II. Le Conseil de sécurité n’a ni la légitimité juridique ni la légitimité morale pour adopter une résolution sur l’Irak, et ce, pour diverses raisons :
1) Le Conseil de sécurité a voté les résolutions 1422 et 1487 qui accordent illégalement l’immunité aux occupants de nationalité étasunienne devant la Cour pénale internationale, et les résolutions 1483 et 1511 qui avalisent l’agression, l’occupation et le pillage du patrimoine irakien. Le Conseil s’est donc compromis dans de tels crimes internationaux, dont les auteurs sont aussi coupables de tortures et d’assassinats ;
2) Le Conseil de sécurité s’apprête à discuter un projet présenté par les deux Etats responsables de ces crimes. Or ces derniers ne devraient même pas participer au vote si l’on applique par analogie l’article 27 de la Charte des Nations Unies dont le dernier paragraphe précise qu’« une partie à un différend s’abstient de voter ».
3) De plus, il est inadmissible que la question de l’Irak soit traitée par le Conseil de sécurité, organisme où les deux Etats, qui sont les auteurs des crimes précédemment cités contre l’Etat et le peuple irakiens, disposent du droit de veto.

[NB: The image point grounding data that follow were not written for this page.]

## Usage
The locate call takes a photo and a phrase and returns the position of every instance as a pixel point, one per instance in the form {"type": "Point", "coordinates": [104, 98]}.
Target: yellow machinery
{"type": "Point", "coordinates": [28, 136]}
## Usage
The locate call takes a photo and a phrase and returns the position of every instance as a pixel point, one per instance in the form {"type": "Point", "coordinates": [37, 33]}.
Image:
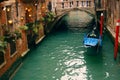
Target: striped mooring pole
{"type": "Point", "coordinates": [116, 40]}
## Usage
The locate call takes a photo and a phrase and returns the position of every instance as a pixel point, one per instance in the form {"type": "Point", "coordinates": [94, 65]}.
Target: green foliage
{"type": "Point", "coordinates": [49, 17]}
{"type": "Point", "coordinates": [12, 36]}
{"type": "Point", "coordinates": [3, 44]}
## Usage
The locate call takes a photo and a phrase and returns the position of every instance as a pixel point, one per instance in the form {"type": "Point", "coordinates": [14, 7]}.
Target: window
{"type": "Point", "coordinates": [12, 47]}
{"type": "Point", "coordinates": [1, 58]}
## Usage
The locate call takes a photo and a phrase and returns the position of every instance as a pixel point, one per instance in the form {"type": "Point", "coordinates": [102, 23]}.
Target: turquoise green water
{"type": "Point", "coordinates": [62, 56]}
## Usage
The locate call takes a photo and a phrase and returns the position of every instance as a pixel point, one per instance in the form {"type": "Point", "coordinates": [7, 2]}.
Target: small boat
{"type": "Point", "coordinates": [93, 41]}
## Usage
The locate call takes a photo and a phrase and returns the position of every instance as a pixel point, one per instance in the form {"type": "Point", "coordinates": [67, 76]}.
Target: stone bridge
{"type": "Point", "coordinates": [83, 5]}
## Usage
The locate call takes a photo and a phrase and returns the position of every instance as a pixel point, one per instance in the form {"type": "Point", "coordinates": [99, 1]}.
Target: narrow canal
{"type": "Point", "coordinates": [62, 56]}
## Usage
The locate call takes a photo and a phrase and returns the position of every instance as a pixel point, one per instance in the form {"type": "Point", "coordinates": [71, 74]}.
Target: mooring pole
{"type": "Point", "coordinates": [116, 39]}
{"type": "Point", "coordinates": [101, 24]}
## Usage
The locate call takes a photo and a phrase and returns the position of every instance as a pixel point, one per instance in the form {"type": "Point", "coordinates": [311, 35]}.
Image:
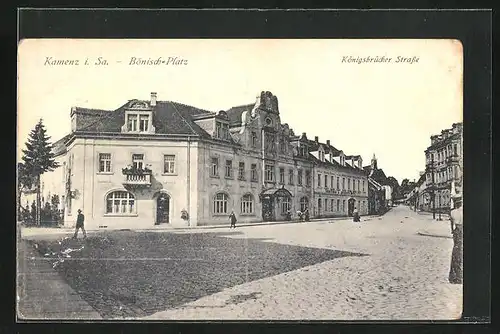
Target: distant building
{"type": "Point", "coordinates": [377, 174]}
{"type": "Point", "coordinates": [153, 162]}
{"type": "Point", "coordinates": [444, 168]}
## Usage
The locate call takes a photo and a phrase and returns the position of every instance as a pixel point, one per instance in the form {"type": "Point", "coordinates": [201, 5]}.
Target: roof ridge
{"type": "Point", "coordinates": [190, 106]}
{"type": "Point", "coordinates": [242, 105]}
{"type": "Point", "coordinates": [182, 117]}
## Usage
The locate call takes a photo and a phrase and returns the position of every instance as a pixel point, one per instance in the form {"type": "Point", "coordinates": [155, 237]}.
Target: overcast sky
{"type": "Point", "coordinates": [390, 109]}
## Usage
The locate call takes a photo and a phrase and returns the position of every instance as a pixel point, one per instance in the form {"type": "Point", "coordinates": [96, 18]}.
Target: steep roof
{"type": "Point", "coordinates": [333, 164]}
{"type": "Point", "coordinates": [314, 146]}
{"type": "Point", "coordinates": [444, 141]}
{"type": "Point", "coordinates": [169, 118]}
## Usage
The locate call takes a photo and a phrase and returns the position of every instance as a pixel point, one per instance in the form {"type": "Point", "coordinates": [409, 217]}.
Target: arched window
{"type": "Point", "coordinates": [247, 204]}
{"type": "Point", "coordinates": [304, 203]}
{"type": "Point", "coordinates": [120, 202]}
{"type": "Point", "coordinates": [220, 203]}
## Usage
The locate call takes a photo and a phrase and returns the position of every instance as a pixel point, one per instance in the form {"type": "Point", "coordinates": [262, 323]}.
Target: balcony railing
{"type": "Point", "coordinates": [136, 176]}
{"type": "Point", "coordinates": [453, 158]}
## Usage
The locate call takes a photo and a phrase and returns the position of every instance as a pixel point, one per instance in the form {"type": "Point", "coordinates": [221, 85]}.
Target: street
{"type": "Point", "coordinates": [393, 267]}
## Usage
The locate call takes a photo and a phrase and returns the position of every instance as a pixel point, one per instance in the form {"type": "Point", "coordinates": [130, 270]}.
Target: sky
{"type": "Point", "coordinates": [388, 109]}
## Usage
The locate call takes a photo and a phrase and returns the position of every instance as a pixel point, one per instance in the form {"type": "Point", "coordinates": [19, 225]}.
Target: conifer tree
{"type": "Point", "coordinates": [38, 158]}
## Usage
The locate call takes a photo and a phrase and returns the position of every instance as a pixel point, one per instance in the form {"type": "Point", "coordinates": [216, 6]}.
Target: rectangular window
{"type": "Point", "coordinates": [169, 164]}
{"type": "Point", "coordinates": [247, 204]}
{"type": "Point", "coordinates": [269, 173]}
{"type": "Point", "coordinates": [253, 172]}
{"type": "Point", "coordinates": [283, 146]}
{"type": "Point", "coordinates": [229, 169]}
{"type": "Point", "coordinates": [143, 123]}
{"type": "Point", "coordinates": [138, 161]}
{"type": "Point", "coordinates": [132, 123]}
{"type": "Point", "coordinates": [270, 144]}
{"type": "Point", "coordinates": [254, 139]}
{"type": "Point", "coordinates": [105, 162]}
{"type": "Point", "coordinates": [215, 167]}
{"type": "Point", "coordinates": [225, 132]}
{"type": "Point", "coordinates": [241, 171]}
{"type": "Point", "coordinates": [282, 176]}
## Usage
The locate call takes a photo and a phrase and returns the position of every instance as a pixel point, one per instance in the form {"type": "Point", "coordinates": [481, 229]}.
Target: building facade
{"type": "Point", "coordinates": [153, 162]}
{"type": "Point", "coordinates": [444, 169]}
{"type": "Point", "coordinates": [380, 191]}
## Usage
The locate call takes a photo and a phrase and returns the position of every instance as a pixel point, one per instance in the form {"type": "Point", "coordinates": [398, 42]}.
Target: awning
{"type": "Point", "coordinates": [276, 192]}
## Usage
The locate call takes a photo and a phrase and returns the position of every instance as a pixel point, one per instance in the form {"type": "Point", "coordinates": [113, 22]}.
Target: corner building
{"type": "Point", "coordinates": [155, 162]}
{"type": "Point", "coordinates": [444, 169]}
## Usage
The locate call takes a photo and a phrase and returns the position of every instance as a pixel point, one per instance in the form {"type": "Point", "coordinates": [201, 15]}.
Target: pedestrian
{"type": "Point", "coordinates": [232, 219]}
{"type": "Point", "coordinates": [456, 222]}
{"type": "Point", "coordinates": [80, 219]}
{"type": "Point", "coordinates": [355, 215]}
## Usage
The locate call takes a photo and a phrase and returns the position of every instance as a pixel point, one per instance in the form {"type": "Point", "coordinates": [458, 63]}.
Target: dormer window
{"type": "Point", "coordinates": [221, 130]}
{"type": "Point", "coordinates": [132, 123]}
{"type": "Point", "coordinates": [138, 121]}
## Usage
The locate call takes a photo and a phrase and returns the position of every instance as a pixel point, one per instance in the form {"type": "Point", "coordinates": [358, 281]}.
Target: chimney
{"type": "Point", "coordinates": [153, 99]}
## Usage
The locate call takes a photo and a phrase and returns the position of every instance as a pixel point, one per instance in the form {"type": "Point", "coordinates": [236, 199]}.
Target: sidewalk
{"type": "Point", "coordinates": [43, 294]}
{"type": "Point", "coordinates": [27, 233]}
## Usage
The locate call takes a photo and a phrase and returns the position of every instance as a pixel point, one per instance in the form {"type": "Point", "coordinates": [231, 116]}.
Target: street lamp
{"type": "Point", "coordinates": [416, 198]}
{"type": "Point", "coordinates": [439, 217]}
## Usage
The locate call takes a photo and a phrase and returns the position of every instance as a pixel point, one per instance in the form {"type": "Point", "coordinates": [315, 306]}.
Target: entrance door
{"type": "Point", "coordinates": [162, 209]}
{"type": "Point", "coordinates": [350, 206]}
{"type": "Point", "coordinates": [268, 209]}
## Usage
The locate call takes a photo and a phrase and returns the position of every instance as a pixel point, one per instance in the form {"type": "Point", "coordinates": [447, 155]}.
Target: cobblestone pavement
{"type": "Point", "coordinates": [404, 278]}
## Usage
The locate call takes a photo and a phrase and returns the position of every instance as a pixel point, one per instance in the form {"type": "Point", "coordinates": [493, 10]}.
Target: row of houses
{"type": "Point", "coordinates": [152, 162]}
{"type": "Point", "coordinates": [443, 175]}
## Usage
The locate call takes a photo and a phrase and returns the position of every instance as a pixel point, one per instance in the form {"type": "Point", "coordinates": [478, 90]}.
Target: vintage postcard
{"type": "Point", "coordinates": [240, 179]}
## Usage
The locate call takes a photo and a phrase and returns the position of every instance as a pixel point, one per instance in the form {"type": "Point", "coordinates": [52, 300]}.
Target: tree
{"type": "Point", "coordinates": [38, 158]}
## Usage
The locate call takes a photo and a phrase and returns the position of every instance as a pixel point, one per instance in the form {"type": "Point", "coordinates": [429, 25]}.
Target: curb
{"type": "Point", "coordinates": [435, 235]}
{"type": "Point", "coordinates": [186, 228]}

III. L’unique solution conforme au droit international serait que l’Assemblée générale des Nations Unies s’occupe de la question de l’Irak.

1) L’Assemblée générale peut « discuter toutes questions se rattachant au maintien de la paix et de la sécurité internationales dont elle aura été saisie par l’un quelconque des Membres des Nations Unies… » (article 11, paragraphe 2 et articles 34 et 35 de la Charte) ;
2) « L’Assemblée générale peut recommander les mesures propres à assurer l’ajustement pacifique de toute situation… » (article 14) ;
3) Le 3 novembre 1950, l’Assemblée générale a adopté la résolution 377 (V) « Union pour le maintien de la paix », plus connue sous le nom de « résolution Dean Acheson ». Cette résolution précise que, lorsque certaines conditions sont réunies (impuissance du Conseil de sécurité, décision de réunir l’Assemblée générale, etc.), l’Assemblée générale « examinera immédiatement la question afin de faire aux membres les recommandations appropriées sur les mesures collectives à adopter… »
L’Assemblée générale a utilisé le « procédé Acheson » à plusieurs occasions et à différentes époques : interventions militaires en Egypte (1956), en Hongrie (1956), au Liban (1958), lors du conflit indo-pakistanais (1971), en Jordanie (1980), en Afghanistan (1980), en Namibie (1981), Bosnie-Herzégovine (1992), etc. Dans le cas de l’Egypte (agression d’Israël et invasion anglo-française), l’Assemblée générale a mandaté une force d’interposition de 6000 hommes, la FENU, qui est restée sur le terrain pendant plusieurs années.

Suite au vote affirmatif de neuf de ses membres, le Conseil de sécurité peut convoquer l’Assemblée générale pour la tenue d’une session extraordinaire (articles 20 et 27.2 de la Charte des Nations Unies).

La moitié des Etats Membres des Nations Unies peuvent aussi demander la convocation urgente d’une session extraordinaire de l’Assemblée générale (article 20 de la Charte).
Il est évident que la solution du problème irakien doit commencer par le retrait immédiat des occupants. Les Coalitions Provisional Authority Orders doivent être rendus automatiquement caduques. Enfin l’Assemblée générale, d’un commun accord avec les groupes les plus représentatifs du peuple irakien, pourrait envoyer une force internationale de sécurité composée d’Etats qui se sont, jusqu’à présent, tenus éloignés du conflit.